Member of Parliament for Beauport—Limoilou
- Incumbent
- Assumed office April 28, 2025
- Preceded by: Julie Vignola

Personal details
- Born: February 21, 1975 (age 51) Notre-Dame-du-Lac, Quebec
- Party: Liberal
- Website: steevelavoie.liberal.ca

= Steeve Lavoie =

Canadian politician

Steeve Lavoie is a Canadian politician from the Liberal Party of Canada. He was elected Member of Parliament for Beauport—Limoilou in the 2025 Canadian federal election by unseating incumbent Julie Vignola of the Bloc Québécois.

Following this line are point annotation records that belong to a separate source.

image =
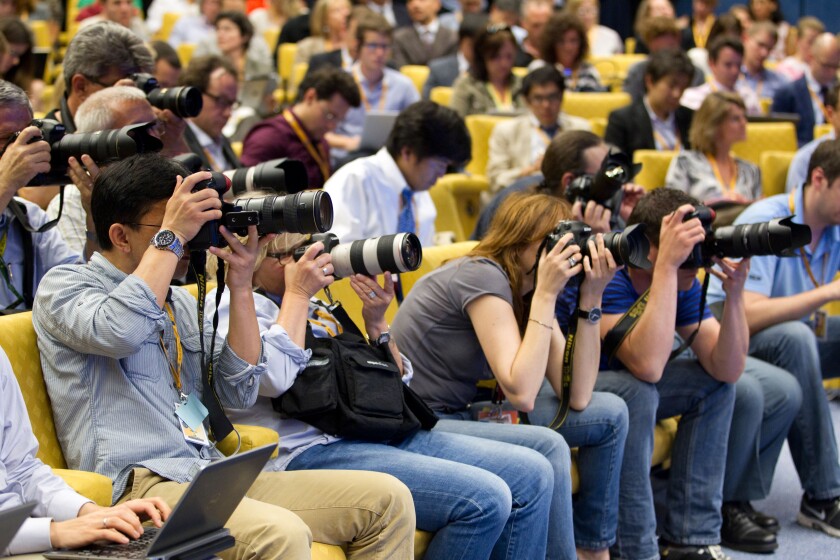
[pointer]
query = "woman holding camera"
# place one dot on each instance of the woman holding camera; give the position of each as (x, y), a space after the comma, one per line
(480, 498)
(491, 314)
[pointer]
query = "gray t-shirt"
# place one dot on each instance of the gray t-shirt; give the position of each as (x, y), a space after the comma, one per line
(433, 329)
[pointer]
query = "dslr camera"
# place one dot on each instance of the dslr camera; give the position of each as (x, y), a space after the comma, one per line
(301, 212)
(104, 146)
(629, 247)
(605, 187)
(183, 101)
(780, 237)
(399, 252)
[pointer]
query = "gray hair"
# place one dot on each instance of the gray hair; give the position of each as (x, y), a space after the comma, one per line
(99, 48)
(97, 112)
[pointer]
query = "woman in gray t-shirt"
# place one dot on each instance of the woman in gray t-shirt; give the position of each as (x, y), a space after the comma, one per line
(469, 320)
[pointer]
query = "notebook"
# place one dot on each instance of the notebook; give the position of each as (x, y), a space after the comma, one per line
(195, 529)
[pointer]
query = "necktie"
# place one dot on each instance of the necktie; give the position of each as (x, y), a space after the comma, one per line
(405, 223)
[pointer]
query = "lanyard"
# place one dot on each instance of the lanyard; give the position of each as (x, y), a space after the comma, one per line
(175, 369)
(319, 154)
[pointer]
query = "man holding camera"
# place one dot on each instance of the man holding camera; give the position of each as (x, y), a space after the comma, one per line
(122, 359)
(785, 302)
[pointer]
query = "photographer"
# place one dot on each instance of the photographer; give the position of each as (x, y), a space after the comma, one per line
(785, 301)
(24, 256)
(119, 346)
(462, 486)
(487, 315)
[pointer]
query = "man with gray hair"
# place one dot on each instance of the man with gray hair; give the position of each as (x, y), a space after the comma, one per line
(98, 57)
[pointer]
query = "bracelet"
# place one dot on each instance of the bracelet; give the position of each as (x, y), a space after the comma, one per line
(549, 327)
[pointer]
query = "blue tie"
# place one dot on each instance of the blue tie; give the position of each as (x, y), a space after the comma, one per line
(405, 223)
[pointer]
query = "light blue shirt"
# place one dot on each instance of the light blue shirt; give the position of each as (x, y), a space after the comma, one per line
(112, 392)
(774, 276)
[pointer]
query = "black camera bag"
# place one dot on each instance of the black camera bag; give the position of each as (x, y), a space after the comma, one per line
(353, 390)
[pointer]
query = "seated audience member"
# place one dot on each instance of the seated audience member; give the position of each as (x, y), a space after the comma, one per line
(660, 34)
(759, 40)
(106, 332)
(517, 145)
(425, 39)
(445, 70)
(324, 98)
(798, 170)
(709, 171)
(381, 88)
(387, 192)
(491, 307)
(62, 518)
(490, 85)
(657, 121)
(462, 486)
(99, 56)
(697, 385)
(602, 40)
(565, 46)
(794, 66)
(215, 78)
(725, 57)
(784, 305)
(806, 96)
(21, 160)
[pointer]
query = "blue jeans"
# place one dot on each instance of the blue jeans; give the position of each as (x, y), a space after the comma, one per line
(561, 541)
(792, 346)
(767, 399)
(482, 499)
(697, 458)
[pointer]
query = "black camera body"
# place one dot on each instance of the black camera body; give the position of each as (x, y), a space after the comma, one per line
(629, 247)
(780, 237)
(184, 101)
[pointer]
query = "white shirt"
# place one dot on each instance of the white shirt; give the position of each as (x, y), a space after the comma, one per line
(366, 198)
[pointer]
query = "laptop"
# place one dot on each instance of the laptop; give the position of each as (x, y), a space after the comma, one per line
(377, 127)
(195, 528)
(11, 521)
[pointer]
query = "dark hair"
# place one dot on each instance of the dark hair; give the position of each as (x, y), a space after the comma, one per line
(329, 81)
(543, 76)
(669, 62)
(430, 130)
(654, 206)
(557, 26)
(127, 189)
(197, 73)
(488, 43)
(240, 20)
(725, 42)
(827, 158)
(565, 155)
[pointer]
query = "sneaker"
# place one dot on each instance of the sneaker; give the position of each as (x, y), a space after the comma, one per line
(682, 552)
(820, 514)
(740, 532)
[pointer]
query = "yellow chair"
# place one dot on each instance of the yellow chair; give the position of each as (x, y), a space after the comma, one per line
(418, 75)
(763, 137)
(593, 105)
(480, 127)
(655, 166)
(774, 166)
(441, 95)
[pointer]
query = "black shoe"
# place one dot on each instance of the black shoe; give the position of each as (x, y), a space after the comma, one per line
(740, 532)
(766, 522)
(820, 514)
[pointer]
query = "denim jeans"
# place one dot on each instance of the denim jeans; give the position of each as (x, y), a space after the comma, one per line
(792, 346)
(561, 541)
(697, 458)
(767, 399)
(482, 499)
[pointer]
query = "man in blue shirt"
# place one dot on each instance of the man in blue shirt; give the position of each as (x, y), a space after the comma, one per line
(793, 332)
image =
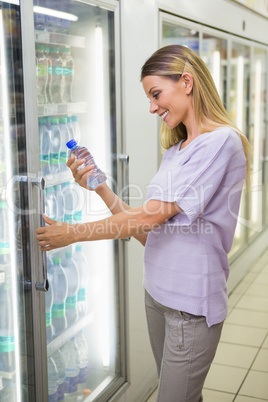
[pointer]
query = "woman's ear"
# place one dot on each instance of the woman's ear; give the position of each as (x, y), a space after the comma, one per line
(188, 82)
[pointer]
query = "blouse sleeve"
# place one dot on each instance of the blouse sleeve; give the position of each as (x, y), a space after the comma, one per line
(193, 179)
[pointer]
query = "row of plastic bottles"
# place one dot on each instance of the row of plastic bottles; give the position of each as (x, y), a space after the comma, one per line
(64, 202)
(54, 74)
(66, 299)
(54, 133)
(68, 370)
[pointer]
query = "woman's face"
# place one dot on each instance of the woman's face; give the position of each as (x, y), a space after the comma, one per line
(169, 99)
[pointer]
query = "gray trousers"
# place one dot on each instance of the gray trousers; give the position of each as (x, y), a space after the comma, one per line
(183, 347)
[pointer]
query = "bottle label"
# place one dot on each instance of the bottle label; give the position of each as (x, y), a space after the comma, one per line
(44, 160)
(54, 158)
(63, 157)
(82, 378)
(70, 385)
(58, 310)
(48, 318)
(68, 71)
(7, 344)
(41, 71)
(61, 392)
(82, 294)
(53, 397)
(71, 302)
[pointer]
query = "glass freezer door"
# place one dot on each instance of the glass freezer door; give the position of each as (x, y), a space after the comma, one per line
(75, 56)
(16, 357)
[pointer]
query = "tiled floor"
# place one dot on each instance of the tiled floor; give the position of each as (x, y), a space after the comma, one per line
(240, 369)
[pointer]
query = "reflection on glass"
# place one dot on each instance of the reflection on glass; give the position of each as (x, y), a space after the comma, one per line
(257, 136)
(84, 35)
(173, 34)
(214, 54)
(239, 112)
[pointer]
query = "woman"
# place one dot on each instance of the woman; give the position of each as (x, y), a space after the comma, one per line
(187, 223)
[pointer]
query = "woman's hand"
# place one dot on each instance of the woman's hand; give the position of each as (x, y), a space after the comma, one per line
(57, 234)
(80, 175)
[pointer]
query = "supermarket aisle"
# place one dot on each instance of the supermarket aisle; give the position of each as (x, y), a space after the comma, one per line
(240, 369)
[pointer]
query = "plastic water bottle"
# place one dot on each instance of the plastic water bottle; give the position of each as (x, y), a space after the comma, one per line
(76, 129)
(49, 303)
(60, 289)
(52, 380)
(60, 365)
(51, 208)
(7, 341)
(98, 176)
(68, 201)
(79, 201)
(55, 75)
(44, 147)
(41, 74)
(72, 274)
(82, 345)
(65, 137)
(67, 74)
(55, 146)
(70, 127)
(83, 268)
(71, 358)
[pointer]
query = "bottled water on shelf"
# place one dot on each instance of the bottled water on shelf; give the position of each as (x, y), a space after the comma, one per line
(53, 379)
(76, 129)
(60, 288)
(83, 267)
(44, 147)
(71, 358)
(72, 274)
(55, 75)
(51, 208)
(60, 202)
(98, 176)
(7, 341)
(67, 74)
(65, 137)
(41, 74)
(60, 366)
(82, 346)
(55, 146)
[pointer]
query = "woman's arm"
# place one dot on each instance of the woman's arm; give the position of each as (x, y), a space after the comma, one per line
(132, 222)
(112, 201)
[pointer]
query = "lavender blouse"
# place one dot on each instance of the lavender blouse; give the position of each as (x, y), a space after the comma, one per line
(185, 261)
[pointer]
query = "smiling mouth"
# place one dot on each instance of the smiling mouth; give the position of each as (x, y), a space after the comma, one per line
(164, 115)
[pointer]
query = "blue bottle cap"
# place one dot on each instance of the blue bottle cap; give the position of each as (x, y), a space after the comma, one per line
(71, 144)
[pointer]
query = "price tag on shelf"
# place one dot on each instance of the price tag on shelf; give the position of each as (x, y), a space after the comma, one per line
(41, 36)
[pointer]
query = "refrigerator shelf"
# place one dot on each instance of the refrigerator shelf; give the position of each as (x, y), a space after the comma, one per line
(55, 38)
(54, 109)
(69, 333)
(58, 178)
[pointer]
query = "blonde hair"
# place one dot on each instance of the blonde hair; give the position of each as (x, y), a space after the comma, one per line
(171, 62)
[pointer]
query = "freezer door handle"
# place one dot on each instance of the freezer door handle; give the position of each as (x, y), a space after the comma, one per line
(125, 159)
(40, 183)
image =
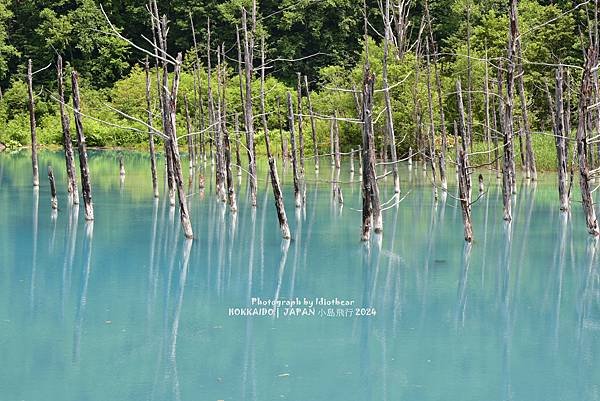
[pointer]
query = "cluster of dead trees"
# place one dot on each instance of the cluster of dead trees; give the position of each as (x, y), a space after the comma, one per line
(213, 132)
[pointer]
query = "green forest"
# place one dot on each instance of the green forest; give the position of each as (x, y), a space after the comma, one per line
(464, 40)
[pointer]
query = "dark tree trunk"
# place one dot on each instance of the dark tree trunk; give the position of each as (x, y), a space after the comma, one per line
(300, 131)
(67, 140)
(277, 194)
(371, 210)
(313, 125)
(53, 199)
(560, 140)
(297, 194)
(248, 114)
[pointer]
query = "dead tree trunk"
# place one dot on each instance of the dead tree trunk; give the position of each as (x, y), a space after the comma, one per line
(86, 185)
(277, 194)
(464, 193)
(313, 125)
(159, 30)
(53, 199)
(530, 168)
(389, 121)
(300, 131)
(486, 106)
(336, 139)
(438, 81)
(508, 169)
(248, 114)
(189, 133)
(151, 131)
(332, 140)
(226, 153)
(371, 210)
(297, 194)
(121, 167)
(238, 159)
(560, 137)
(32, 125)
(432, 155)
(463, 130)
(584, 178)
(220, 174)
(170, 103)
(67, 140)
(284, 151)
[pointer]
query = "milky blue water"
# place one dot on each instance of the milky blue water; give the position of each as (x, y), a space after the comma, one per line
(126, 309)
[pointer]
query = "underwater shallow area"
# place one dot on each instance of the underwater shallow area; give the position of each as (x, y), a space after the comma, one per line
(126, 309)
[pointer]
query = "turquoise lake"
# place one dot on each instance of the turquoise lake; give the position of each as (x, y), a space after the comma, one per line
(126, 309)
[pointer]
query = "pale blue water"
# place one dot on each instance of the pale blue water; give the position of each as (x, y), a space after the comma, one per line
(113, 311)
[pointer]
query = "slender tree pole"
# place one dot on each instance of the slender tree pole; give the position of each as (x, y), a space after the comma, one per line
(584, 178)
(297, 194)
(53, 199)
(86, 185)
(300, 131)
(67, 140)
(371, 211)
(151, 131)
(32, 125)
(389, 121)
(313, 125)
(277, 193)
(560, 137)
(248, 114)
(530, 168)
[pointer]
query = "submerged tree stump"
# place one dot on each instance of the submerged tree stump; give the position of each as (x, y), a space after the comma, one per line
(151, 131)
(584, 177)
(313, 125)
(67, 140)
(53, 199)
(32, 125)
(297, 194)
(86, 185)
(561, 142)
(371, 210)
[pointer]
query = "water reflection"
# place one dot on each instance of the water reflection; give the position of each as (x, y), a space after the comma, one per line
(130, 298)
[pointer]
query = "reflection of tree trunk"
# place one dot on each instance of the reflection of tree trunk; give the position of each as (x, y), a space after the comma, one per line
(87, 251)
(69, 246)
(187, 246)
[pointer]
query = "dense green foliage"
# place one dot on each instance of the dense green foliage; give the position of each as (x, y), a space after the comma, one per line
(324, 38)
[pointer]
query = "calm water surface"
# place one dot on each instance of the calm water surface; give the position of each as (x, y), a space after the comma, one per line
(125, 309)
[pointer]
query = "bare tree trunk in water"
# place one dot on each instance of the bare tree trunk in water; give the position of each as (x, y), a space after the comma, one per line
(584, 178)
(277, 194)
(300, 132)
(67, 140)
(313, 125)
(248, 114)
(560, 137)
(389, 121)
(86, 186)
(297, 194)
(53, 199)
(32, 125)
(151, 131)
(371, 213)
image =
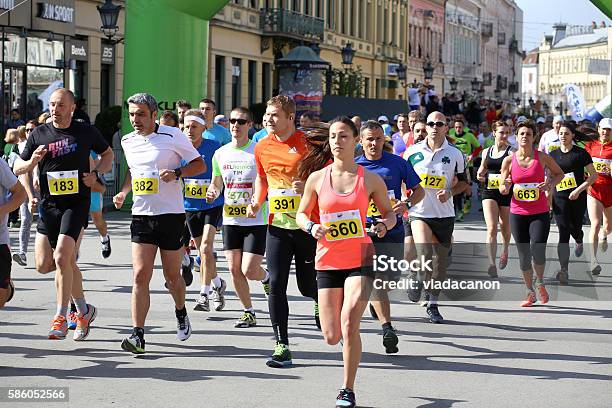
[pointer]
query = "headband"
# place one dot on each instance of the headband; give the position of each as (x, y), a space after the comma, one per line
(196, 119)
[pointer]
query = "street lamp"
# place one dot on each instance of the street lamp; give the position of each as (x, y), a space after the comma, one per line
(109, 14)
(428, 69)
(347, 54)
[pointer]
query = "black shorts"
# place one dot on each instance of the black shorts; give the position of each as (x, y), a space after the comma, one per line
(389, 246)
(5, 266)
(196, 220)
(251, 239)
(65, 218)
(502, 200)
(442, 228)
(164, 231)
(335, 279)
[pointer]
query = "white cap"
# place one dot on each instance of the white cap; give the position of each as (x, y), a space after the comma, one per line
(605, 123)
(220, 118)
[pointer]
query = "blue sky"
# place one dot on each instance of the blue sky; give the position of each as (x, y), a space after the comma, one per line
(540, 15)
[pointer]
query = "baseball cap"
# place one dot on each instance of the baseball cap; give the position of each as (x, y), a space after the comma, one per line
(220, 118)
(605, 123)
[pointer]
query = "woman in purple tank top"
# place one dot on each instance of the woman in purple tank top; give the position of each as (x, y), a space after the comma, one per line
(524, 170)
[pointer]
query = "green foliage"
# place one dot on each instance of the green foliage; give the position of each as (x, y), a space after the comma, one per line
(107, 121)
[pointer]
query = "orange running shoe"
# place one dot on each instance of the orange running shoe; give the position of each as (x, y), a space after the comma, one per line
(59, 328)
(530, 299)
(542, 293)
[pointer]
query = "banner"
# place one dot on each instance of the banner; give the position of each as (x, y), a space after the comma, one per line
(575, 101)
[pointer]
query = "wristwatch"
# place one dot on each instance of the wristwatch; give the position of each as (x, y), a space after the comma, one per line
(178, 172)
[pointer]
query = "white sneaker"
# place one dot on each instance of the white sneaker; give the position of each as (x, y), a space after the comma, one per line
(183, 328)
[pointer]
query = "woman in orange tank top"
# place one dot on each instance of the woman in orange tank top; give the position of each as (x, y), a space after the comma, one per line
(343, 191)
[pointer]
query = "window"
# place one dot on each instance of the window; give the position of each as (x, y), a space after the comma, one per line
(220, 82)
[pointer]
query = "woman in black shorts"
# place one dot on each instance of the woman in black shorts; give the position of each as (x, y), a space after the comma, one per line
(569, 198)
(496, 206)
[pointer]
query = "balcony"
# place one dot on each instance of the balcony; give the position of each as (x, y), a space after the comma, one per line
(286, 23)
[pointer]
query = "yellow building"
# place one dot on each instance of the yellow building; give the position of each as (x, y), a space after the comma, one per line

Lavoie was previously the president and CEO of the Quebec Chamber of Commerce and Industry (CCIQ).

== Personal life ==
Lavoie is married and the father of four children, and also a grandfather. At the time of the 2025 Canadian federal election, he lived in Lévis, Quebec.

== Electoral record ==

v; t; e; 2025 Canadian federal election: Beauport—Limoilou
| Party | Candidate | Votes | % | ±% | Expenditures |
|  | Liberal | Steeve Lavoie | 21,858 | 35.59 | +10.95 | $26,930.97 |
|  | Conservative | Hugo Langlois | 18,492 | 30.11 | –0.43 | $62,202.58 |
|  | Bloc Québécois | Julie Vignola | 17,558 | 28.59 | –2.47 | $58,214.15 |
|  | New Democratic | Raymond Côté | 2,095 | 3.41 | –6.30 | $2,085.36 |
|  | Green | Dalila Elhak | 924 | 1.50 | –0.53 | $0.00 |
|  | People's | Andrée Massicotte | 396 | 0.64 | +0.31 | $0.00 |
|  | Marxist–Leninist | Claude Moreau | 95 | 0.15 | –0.05 | $0.00 |
| Total valid votes |  |  | 61,418 | 98.49 | +0.72 | $136,366.03 |
| Total rejected ballots |  |  | 939 | 1.51 | –0.72 |
| Turnout |  |  | 62,357 | 68.93 | +3.51 |
| Eligible voters |  |  | 90,470 |
|  | Liberal notional gain from Bloc Québécois |  | Swing |  | +6.71 |
Source: Elections Canada
Note: number of eligible voters does not include voting day registrations.